E, de seguida, não poupou críticas à mesma direita que tem ganho as eleições. “É responsável por uma Maia que parou face às dinâmicas que já teve”. Uma direita que prometeu “um Parque Maior no centro da Maia, o Hospital Lidador, o Instituto Superior de Saúde, o Campo de Golfe da zona Leste. “E o que fizeram? Nada”.

Em tom irónico, acabou também por enumerar algumas das coisas levadas a cabo por essa mesma direita. “Geriram interesses, o poder que herdaram, deixaram correr o dia-a-dia, sorriram muito para muita gente, sem ideias novas, sem projectos mobilizadores, sem visão de futuro, sem iniciativas que afirmassem a Maia, sem forças para captar empresas tecnológicas”, enumerou Mário Gouveia, acrescentando que também não tiveram capacidade para “afirmar a Maia” na Área Metropolitana do Porto.

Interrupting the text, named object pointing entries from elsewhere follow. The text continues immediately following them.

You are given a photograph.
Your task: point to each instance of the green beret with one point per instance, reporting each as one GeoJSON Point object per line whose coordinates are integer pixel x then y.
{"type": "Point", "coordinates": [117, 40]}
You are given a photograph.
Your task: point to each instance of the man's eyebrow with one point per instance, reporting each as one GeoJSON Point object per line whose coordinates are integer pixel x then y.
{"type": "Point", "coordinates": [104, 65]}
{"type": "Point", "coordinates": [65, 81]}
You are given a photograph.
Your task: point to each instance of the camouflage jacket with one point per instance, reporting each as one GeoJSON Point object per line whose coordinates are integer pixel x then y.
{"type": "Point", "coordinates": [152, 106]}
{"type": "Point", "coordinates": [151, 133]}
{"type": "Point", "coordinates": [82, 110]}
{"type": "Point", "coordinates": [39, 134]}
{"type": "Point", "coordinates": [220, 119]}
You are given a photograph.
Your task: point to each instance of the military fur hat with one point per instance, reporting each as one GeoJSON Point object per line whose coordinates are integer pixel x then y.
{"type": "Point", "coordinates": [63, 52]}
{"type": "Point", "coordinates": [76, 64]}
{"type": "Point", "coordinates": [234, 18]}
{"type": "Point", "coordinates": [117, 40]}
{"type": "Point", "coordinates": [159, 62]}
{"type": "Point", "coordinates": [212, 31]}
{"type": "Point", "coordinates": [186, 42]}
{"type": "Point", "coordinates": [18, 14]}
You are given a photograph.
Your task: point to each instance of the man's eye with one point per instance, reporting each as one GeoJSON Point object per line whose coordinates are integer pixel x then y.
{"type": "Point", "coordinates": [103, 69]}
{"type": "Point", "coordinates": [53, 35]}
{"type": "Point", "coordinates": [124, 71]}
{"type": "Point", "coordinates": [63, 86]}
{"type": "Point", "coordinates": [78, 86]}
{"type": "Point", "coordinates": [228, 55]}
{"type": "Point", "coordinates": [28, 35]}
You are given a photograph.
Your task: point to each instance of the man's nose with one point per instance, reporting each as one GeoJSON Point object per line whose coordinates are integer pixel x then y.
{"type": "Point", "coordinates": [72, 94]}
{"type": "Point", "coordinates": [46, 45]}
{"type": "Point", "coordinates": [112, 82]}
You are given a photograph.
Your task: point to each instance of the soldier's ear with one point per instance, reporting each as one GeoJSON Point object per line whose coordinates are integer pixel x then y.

O PS perdeu em 2005, justificou, “porque não foi capaz de passar a mensagem”. Por isso, garante que assume toda a responsabilidade pelos resultados conseguidos nas eleições deste ano. “O PS tem que ser capaz de esclarecer”. E afirmou que “só a vitória interessa em 2009”. É esse o objectivo “para governar mais e melhor a Maia, para ajudar mais e melhor os mais desfavorecidos, para ajudar mais e melhor os maiatos que mais precisam de nós”.

Tal como Martin Luther King, Mário Gouveia também tem um sonho, no qual acredita passa por “vencer a batalha e governar a Maia a partir de Outubro de 2009”.